Fri, December 05, 2008
China > China & World

USCBC: Fifth SED with China leaves solid platform for Obama administration

2008-12-05 16:48:45 GMT2008-12-06 00:48:45 (Beijing Time)  Xinhua English

WASHINGTON, Dec. 5 (Xinhua) -- The fifth U.S.-China Strategic Economic Dialogue (SED) leaves a solid platform for the Obama administration to build upon in its economic and commercial engagement with China, U.S.-China Business Council (USCBC) President John Frisbie said Friday.

Part of Treasury Secretary Henry Paulson's legacy "will be the creation of a high-level, forward-looking dialogue between the United States and what will soon be the world's second-largest economy, China," said Frisbie in a statement.

"The past few months have reminded us that our economies are greatly interdependent, and success for each of us in the years ahead will require more engagement and cooperation, not less," he noted.

"This was the fifth high-level meeting, and the lesson we can draw is that progress comes through a patient process of building one success upon another," said Frisbie. "Through this approach, the future holds great hope of continued advancement on issues important to U.S. interests."

China and the United States started their two-day fifth SED in Beijing Thursday. The two sides made many agreements on energy and environmental topics, global economic and financial cooperation, consumer safety, bilateral investment issues, and other areas.

Initiated by the two presidents in 2006, the twice-yearly SED is the highest-level among the existing China-U.S. dialogue and consultation mechanisms.

China is the third-largest export market for U.S. products and services, and U.S. exports to China are growing far faster than U.S. exports to other major trading partners.
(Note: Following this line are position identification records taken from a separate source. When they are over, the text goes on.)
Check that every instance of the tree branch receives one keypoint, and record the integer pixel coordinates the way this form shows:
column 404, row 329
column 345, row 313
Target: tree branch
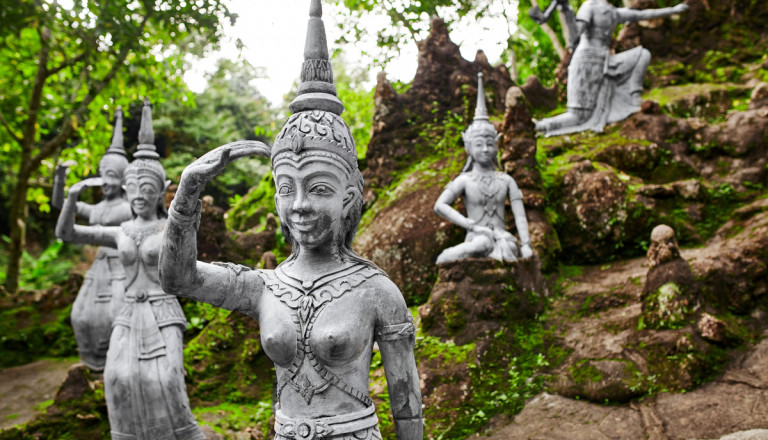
column 69, row 62
column 37, row 90
column 66, row 131
column 9, row 130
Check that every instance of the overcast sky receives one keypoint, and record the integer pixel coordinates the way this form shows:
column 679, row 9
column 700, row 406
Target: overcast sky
column 273, row 32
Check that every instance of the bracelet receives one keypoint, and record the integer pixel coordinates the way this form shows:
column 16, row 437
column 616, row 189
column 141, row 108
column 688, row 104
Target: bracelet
column 185, row 219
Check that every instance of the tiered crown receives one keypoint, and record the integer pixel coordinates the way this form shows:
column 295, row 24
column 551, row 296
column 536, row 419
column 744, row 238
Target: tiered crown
column 316, row 126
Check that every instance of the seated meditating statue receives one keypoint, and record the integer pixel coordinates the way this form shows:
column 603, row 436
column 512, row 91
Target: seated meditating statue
column 603, row 87
column 485, row 190
column 101, row 295
column 322, row 309
column 144, row 374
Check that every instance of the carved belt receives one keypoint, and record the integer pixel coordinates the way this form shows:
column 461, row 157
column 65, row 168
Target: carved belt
column 324, row 427
column 143, row 324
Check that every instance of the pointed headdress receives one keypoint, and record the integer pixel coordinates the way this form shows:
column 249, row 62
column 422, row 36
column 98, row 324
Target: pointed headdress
column 481, row 125
column 316, row 127
column 115, row 157
column 146, row 160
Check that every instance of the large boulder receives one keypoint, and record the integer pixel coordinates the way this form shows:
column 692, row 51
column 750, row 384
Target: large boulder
column 669, row 294
column 404, row 236
column 474, row 297
column 444, row 84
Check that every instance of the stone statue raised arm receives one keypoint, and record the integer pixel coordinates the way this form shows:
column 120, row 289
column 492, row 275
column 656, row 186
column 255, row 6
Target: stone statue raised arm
column 603, row 87
column 144, row 372
column 101, row 295
column 485, row 190
column 322, row 309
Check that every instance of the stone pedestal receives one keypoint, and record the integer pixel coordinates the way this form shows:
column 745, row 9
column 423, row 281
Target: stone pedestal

U.S. exports to China were up 17 percent through September of this year.

"China remains a source of growth for our manufacturers at a time when we face economic challenges on many other fronts," said Frisbie.

"We need to continue to develop these opportunities for our companies and workers, while at the same time we engage with China to remove trade barriers and integrate Beijing into the rules-based international economy," he noted. "The SED can help do just that, and the U.S.-China Business Council encourages the Obama administration to build upon its success."

The USCBC is the leading organization of U.S. companies engaged in business with China. Founded in 1973, the USCBC provides extensive China-focused information, advisory, and advocacy services, along with events, to roughly 250 U.S. corporations operating within the United States and throughout Asia.